Sporadic Inclusion Body Myositis Clinical Trial
Official title:
Extension of the CBYM338B2203 Phase IIb/III Study to Evaluate the Long-term Efficacy, Safety and Tolerability of Intravenous BYM338 in Patients With Sporadic Inclusion Body Myositis
| Verified date | February 2018 |
| Source | Novartis |
| Contact | n/a |
| Is FDA regulated | No |
| Health authority | |
| Study type | Interventional |
This extension study will provide data to further evaluate the efficacy, safety, and
tolerability of three doses of BYM338 and to assess the long-term effects of BYM338 in
patients with sporadic inclusion body myositis. The extension study was planned to consist of
a Screening epoch (to assess patient eligibility), followed by a Treatment Period 1 epoch
(double-blind and placebo-controlled), and a Treatment Period 2 epoch (open-label). A
Post-treatment Follow-up (FUP) epoch was also planned for patients who discontinued
prematurely. Patients who complete the core study and qualify for this extension study
entered Treatment Period 1 and continued on the study drug to which they were randomized in
the core study (either to one of the three bimagrumab doses (1 mg/kg, 3 mg/kg, and 10mg/kg)

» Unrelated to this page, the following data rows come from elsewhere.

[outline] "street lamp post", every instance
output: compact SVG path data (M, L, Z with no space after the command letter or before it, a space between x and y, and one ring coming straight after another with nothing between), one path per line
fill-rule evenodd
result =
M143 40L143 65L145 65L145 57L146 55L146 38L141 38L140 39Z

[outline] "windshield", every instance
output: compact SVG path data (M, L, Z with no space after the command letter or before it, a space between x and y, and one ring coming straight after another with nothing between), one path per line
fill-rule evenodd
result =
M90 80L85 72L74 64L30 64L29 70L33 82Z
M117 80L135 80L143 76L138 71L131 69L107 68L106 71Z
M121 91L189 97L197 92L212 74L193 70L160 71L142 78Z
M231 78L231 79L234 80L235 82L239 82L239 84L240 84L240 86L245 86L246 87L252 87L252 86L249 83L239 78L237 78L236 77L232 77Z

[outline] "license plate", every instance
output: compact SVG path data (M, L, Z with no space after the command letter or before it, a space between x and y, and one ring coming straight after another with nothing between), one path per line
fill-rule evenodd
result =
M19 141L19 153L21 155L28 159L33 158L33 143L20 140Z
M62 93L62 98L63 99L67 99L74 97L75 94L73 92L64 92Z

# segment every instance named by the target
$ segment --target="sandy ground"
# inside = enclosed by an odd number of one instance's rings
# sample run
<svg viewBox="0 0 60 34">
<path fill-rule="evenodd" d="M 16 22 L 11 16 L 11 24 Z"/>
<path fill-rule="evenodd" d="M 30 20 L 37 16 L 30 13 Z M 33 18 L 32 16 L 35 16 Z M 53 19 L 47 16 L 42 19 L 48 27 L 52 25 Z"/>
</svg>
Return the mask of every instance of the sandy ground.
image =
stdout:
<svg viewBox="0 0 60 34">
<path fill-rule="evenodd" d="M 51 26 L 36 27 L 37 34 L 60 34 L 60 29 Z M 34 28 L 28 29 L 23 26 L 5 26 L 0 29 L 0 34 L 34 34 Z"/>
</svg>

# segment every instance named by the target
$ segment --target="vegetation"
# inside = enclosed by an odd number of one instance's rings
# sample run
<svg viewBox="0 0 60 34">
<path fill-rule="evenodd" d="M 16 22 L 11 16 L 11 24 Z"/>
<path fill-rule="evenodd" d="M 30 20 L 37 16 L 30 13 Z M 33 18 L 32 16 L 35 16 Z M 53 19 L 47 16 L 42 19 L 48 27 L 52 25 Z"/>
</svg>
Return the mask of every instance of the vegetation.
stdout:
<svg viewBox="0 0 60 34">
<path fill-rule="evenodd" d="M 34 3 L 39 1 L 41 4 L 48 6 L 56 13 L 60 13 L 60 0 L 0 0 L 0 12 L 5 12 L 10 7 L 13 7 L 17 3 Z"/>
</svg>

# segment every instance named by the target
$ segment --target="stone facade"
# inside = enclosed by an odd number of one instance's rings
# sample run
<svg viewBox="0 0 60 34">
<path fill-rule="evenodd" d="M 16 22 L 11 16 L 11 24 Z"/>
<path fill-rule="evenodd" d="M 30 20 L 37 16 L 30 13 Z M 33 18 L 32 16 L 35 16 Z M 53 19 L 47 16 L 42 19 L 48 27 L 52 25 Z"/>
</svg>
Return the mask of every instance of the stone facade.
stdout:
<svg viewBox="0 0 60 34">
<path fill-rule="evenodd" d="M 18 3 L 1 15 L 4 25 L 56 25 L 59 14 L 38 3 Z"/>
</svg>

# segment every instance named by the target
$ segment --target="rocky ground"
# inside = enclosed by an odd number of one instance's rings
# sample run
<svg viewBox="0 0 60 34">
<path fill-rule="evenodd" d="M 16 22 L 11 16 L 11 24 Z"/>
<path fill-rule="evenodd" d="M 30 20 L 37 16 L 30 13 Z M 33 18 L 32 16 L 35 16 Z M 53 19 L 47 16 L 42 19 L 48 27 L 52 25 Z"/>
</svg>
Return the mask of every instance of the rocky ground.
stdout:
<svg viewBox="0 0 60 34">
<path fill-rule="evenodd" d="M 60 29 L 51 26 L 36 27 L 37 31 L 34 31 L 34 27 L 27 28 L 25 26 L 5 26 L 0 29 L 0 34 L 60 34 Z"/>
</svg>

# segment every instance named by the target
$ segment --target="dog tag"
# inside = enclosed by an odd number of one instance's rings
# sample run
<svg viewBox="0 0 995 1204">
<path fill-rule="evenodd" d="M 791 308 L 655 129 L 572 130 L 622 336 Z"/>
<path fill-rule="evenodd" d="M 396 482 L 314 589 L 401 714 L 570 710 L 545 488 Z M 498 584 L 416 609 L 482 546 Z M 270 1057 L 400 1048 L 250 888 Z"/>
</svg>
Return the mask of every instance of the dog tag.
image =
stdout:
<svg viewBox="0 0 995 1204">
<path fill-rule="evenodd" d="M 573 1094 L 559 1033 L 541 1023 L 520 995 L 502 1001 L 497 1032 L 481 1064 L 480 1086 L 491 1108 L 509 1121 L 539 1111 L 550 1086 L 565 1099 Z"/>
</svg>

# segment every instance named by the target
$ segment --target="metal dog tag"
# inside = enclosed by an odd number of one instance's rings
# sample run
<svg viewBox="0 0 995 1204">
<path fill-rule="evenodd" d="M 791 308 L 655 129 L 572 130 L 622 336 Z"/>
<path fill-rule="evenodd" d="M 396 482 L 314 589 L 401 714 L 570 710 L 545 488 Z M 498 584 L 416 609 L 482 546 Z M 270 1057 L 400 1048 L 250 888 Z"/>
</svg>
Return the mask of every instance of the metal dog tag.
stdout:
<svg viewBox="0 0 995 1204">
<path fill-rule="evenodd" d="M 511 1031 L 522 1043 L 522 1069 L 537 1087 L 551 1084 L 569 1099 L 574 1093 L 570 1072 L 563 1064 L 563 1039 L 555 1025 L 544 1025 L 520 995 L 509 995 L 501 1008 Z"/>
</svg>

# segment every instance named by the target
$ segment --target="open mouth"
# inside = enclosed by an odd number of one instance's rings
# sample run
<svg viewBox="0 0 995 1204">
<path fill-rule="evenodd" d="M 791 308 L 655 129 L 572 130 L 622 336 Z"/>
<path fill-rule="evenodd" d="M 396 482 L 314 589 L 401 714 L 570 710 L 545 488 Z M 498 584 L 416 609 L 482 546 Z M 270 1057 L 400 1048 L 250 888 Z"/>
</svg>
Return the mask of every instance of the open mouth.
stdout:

or placebo) during Treatment Period 1. Thus, Treatment Period 1 was double-blind and
placebo-controlled. Participants were to continue in Treatment Period 1 until the dose with
the best benefit-risk profile was determined from the core study data and selected (duration
of Treatment Period 1 was estimated to be between 6 and 8 months). Once the dose with the
best benefit-risk profile was selected, all participants (including those who were receiving
placebo) were planned to enter Treatment Period 2 and switch to open-label treatment with
bimagrumab at the selected dose. The core study has been completed but since the core study
did not meet the primary end point (no bimagrumab dose was identified based on the core study
efficacy results) the extension study was terminated as per protocol/sponsor's decision;
therefore, no patients had entered Treatment Period 2. Instead, all patients were to return
for the End of Treatment Period 1 (EOT1) visit at their next scheduled visit. As per
protocol, all patients who discontinued study medication during Treatment Period 1 for any
reason, including due to the study having been stopped as per protocol/sponsor's decision,
were to have entered and complete the 6-month FUP after their EOT1 visit.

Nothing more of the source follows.